COVID 19 has highlighted the gaps in services, and our members have stood in those gaps by continuing to provide services to the most vulnerable people in our communities,” says Nickel.

For example, says Cairney, a decision to shut down the clubhouse in her community removed a vital social outlet for clients, as it provided a safe place to meet, learn skills and get other forms of support.

“That was challenging, because it meant doing a lot more outreach to make sure that clients had the resources they needed, even though we couldn’t do this onsite. Thankfully, between ourselves and other non-profits in the community, we’ve been able to meet those needs.”

Andrich says that CUPE 1004 members responding to overdoses have had to develop new processes and procedures to keep clients alive, regularly adapting how they execute their work. Part of the adjustment has meant taking on the various risks associated with supporting COVID-19-positive residents: some CUPE mental health workers are employed in newly developed housing programs or projects for COVID-19-positive community members who need the support these programs provide.

“Our members do their best to meet the needs of residents and program participants, whether it’s explaining the Health orders or taking on additional tasks as a result of changes to existing tasks,” says Andrich. Since the Food Security programs have shut down, she notes, members have had to make bulk orders to the food bank and package them for distribution to residents.

“The onus fell on our members to find other ways to do community outreach. We all have different styles and have found different ways to connect and let people know we’re available, but the important piece is that we are able to connect. And we do our best to make sure people have what they need.”

Sharing the burden

For CUPE mental health workers, the irony of this work is that the pandemic’s mental health impacts on clients can, as a result, affect their own mental health, says CUPE Health coordinator Tanya Paterson.

“Imagine working on a daily basis with so many people who were already struggling in their lives before COVID arrived,” says Paterson. “That is bound to create added anxiety and stress, especially with life changing so dramatically because of the pandemic and the added factor of dealing with the unknown.”

Nickel agrees.

“These front-line workers have stood in the breach. They lack guidance and support from employers, but they’re expected to do more and more work. So of course they have suffered,” she says. “Their clients die, regularly, of fentanyl poisoning and they deal with this within their teams and on their own.” Meanwhile, adds Nickel, workload issues across the sector have expanded job duties due to lack of adequate staff (it’s hard to attract and retain good mental health staff when wages are falling behind and workloads pile up), so mental health inevitably becomes a problem for workers in this field.

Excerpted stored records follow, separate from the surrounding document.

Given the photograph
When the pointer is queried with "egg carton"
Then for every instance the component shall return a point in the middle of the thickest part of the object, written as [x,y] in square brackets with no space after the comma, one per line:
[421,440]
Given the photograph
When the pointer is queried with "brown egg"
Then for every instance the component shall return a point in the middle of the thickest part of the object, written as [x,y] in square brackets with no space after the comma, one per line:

Andrich says that members’ work was already stressful and exhausting enough without a pandemic to deal with, so adding COVID-19 to the mix has also impacted members’ ability to deliver services.

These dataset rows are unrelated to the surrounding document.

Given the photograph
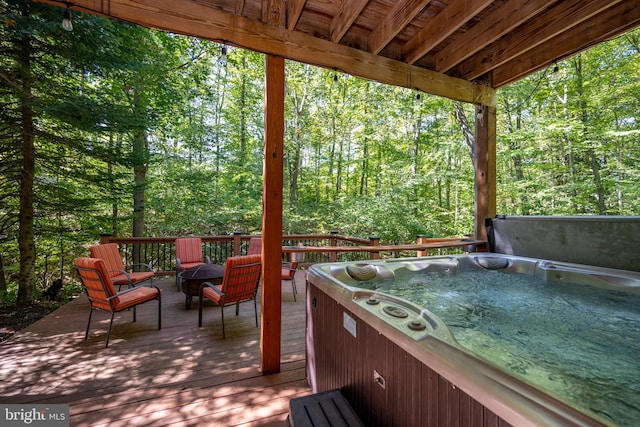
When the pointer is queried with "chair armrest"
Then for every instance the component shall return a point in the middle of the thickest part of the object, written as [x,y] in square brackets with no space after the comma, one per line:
[130,266]
[126,291]
[212,286]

“There has definitely been an increase in the number of members taking stress leaves, and others have had to take leaves because they have compromised immune systems and cannot risk exposure to COVID-19,” she says. “There’s a lot of fear of the unknown.”

Cairney says that members of her Local, too, have worried about their own health because of the unknown risks of exposure—and the fact they cannot control their clients’ actions or force them to follow Health orders.

“It can be challenging to be present or totally engaged with other people in these circumstances,” she says. “But our employer does reach out to us, to ensure that everyone is okay and to offer resources to help us cope. It has been challenging, but we have been working through it.”

It’s that kind of selfless dedication—that commitment to people in need—that CUPE mental health workers exemplify, making their union so proud.